2. The magistrate judge lacked the statutory and constitutional authority to conduct his guilty plea proceeding.

3. His counsel was ineffective for failing to argue against application of a two-level enhancement under U.S.S.G. § 3B1.1(c) for assuming a leadership role in the criminal activity.

4. His counsel was ineffective for failing to argue effectively against application of a two-level enhancement under U.S.S.G. § 2D1.1(b)(15)(A) for using friendship or affection to involve another individual in the offense.

5. His counsel was ineffective for failing to argue effectively against attributing to him as relevant conduct 30 ounces of crack cocaine not part of the conspiracy charged in the indictment.

6. His counsel was ineffective for failing to present an argument at sentencing that anticipated the later change in law under the First Step Act.

Doc. 1 at 4–11; see Doc. 2. II. LEGAL STANDARD FOR § 2255 MOTIONS A prisoner may have relief under § 2255 when the trial court imposes a sentence that: (1) violates the Constitution or laws of the United States; (2) exceeds its jurisdiction; (3) exceeds the maximum authorized by law; or (4) is otherwise subject to collateral attack. See 28 U.S.C. § 2255. See also McKay v. United States, 657 F.3d 1190, 1194, n.8 (11th Cir. 2011). “Relief under 28 U.S.C. § 2255 ‘is reserved for transgressions of constitutional rights and for that narrow compass of other injury that could not have been raised in direct appeal and would, if condoned, result in a complete miscarriage of justice.’” Lynn v. United States, 365 F.3d 1225, 1232 (11th Cir. 2004) (citations omitted). If a court determines that

a prisoner is entitled to § 2255 relief, it “shall vacate and set the judgment aside and shall discharge the prisoner or resentence him or grant a new trial or correct the sentence as may appear appropriate.” 28 U.S.C. § 2255(b). The burden to establish that vacatur of a conviction or sentence is required falls upon the prisoner. Beeman v. United States, 871 F.3d 1215, 1221–22 (11th Cir. 2017).

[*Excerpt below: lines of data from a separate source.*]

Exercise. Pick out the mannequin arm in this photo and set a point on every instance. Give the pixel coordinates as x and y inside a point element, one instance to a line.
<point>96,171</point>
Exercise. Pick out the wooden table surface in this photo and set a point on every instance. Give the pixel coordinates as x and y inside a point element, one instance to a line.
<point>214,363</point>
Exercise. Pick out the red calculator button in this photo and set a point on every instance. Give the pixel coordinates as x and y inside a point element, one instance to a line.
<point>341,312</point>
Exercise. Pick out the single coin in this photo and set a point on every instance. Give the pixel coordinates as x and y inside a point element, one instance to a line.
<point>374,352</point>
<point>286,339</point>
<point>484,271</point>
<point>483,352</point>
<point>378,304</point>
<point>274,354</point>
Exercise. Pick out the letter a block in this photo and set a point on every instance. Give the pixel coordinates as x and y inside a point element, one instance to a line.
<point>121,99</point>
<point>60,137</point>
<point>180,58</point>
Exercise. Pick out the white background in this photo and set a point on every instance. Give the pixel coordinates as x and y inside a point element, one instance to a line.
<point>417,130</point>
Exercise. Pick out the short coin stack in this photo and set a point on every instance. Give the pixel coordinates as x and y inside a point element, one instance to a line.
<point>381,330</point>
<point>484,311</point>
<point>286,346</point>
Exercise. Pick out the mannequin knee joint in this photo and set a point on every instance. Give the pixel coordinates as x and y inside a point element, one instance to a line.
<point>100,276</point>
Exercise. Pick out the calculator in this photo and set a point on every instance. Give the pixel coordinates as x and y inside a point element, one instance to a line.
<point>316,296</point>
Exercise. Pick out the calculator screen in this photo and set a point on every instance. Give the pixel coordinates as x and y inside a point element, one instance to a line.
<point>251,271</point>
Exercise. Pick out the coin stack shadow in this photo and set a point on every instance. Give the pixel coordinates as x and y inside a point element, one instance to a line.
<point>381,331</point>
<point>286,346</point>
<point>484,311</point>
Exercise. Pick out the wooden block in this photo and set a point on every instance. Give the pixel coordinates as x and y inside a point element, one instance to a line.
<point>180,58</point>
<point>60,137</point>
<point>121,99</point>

III. CLAIMS OF INEFFECTIVE ASSISTANCE OF COUNSEL A claim of ineffective assistance of counsel is evaluated under the two-part test announced in Strickland v. Washington. 466 U.S. 668 (1984). First, a petitioner must show that “counsel’s representation fell below an objective standard of reasonableness.” Id. at 689. Second, the petitioner must show that “there is a reasonable probability that, but for

counsel’s unprofessional errors, the result of the proceeding would have been different.” Id. at 694. See also Chandler v. United States, 218 F.3d 1305, 1313 (11th Cir. 2000). Scrutiny of counsel’s performance is “highly deferential,” and the court indulges a “strong presumption” that counsel’s performance was reasonable. Chandler, 218 F.3d at 1314 (internal quotation marks omitted). The court will “avoid second-guessing counsel’s

performance: It does not follow that any counsel who takes an approach [the court] would not have chosen is guilty of rendering ineffective assistance.” Id. (internal quotation marks and brackets omitted).